For years after the embargo, Mr. Yamani has struggled to rein in oil prices, believing that the long-term Saudi interest is to prolong the global dependence on affordable oil. But the overthrow of the Shah of Iran in the 1979 Islamic Revolution sparked an energy crisis. Iranian production fell, prices rose, panic buying began, rising OPEC stocks flooded the market and prices fell again.
In 1986, after the prolonged global oil glut and disputes between Mr. Yamani and the royal family over quotas and prices, King Fahd sacked the oil minister, Ending his 24 years as the most famous member of the Kingdom of Saudi Arabia without a member of the royal family.
Ahmed Zaki Yamani was born on June 30, 1930 in Mecca, the holy Islamic city of Hajj, and is one of three sons of Hassan Yamani, the judge of Islamic law. The surname originated in Yemen, the land of its ancestors. The boy was religious, and would wake up early to pray before school. Sent abroad for higher education, and obtained degrees from King Fouad I University in Cairo in 1951, New York University in 1955 and Harvard Law School in 1956.
He and Laila Suleiman Al-Fadhihi married in 1955 and has three children. His second wife, Tamam Anbar. They married in 1975 and have five children.
In 1958, the royal family recruited him to advise Crown Prince Faisal, and his rise was rapid. In the year he was minister of state without portfolio, and by 1962 minister of oil. In 1963, Mr. Yamani and Aramco founded the Saudi College of Petroleum and Minerals, to teach oil industry experience to Arab students.
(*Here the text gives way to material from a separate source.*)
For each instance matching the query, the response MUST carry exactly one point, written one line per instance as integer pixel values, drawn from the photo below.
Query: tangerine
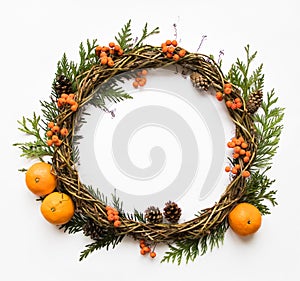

After his dismissal from the position of Minister of Oil, Mr. Yamani became a consultant, businessman and investor, and settled in Crans-sur-Seire, Switzerland. In 1982, he joined other financiers at Investcorp, a Bahrain-based private equity firm. In 1990, he founded the Center for Global Energy Research, a market analysis group in London. An autobiography, “Yamani: The Inside Story”, was published by Geoffrey Robinson in 1989.
Ben Hubbard Contribute to reporting.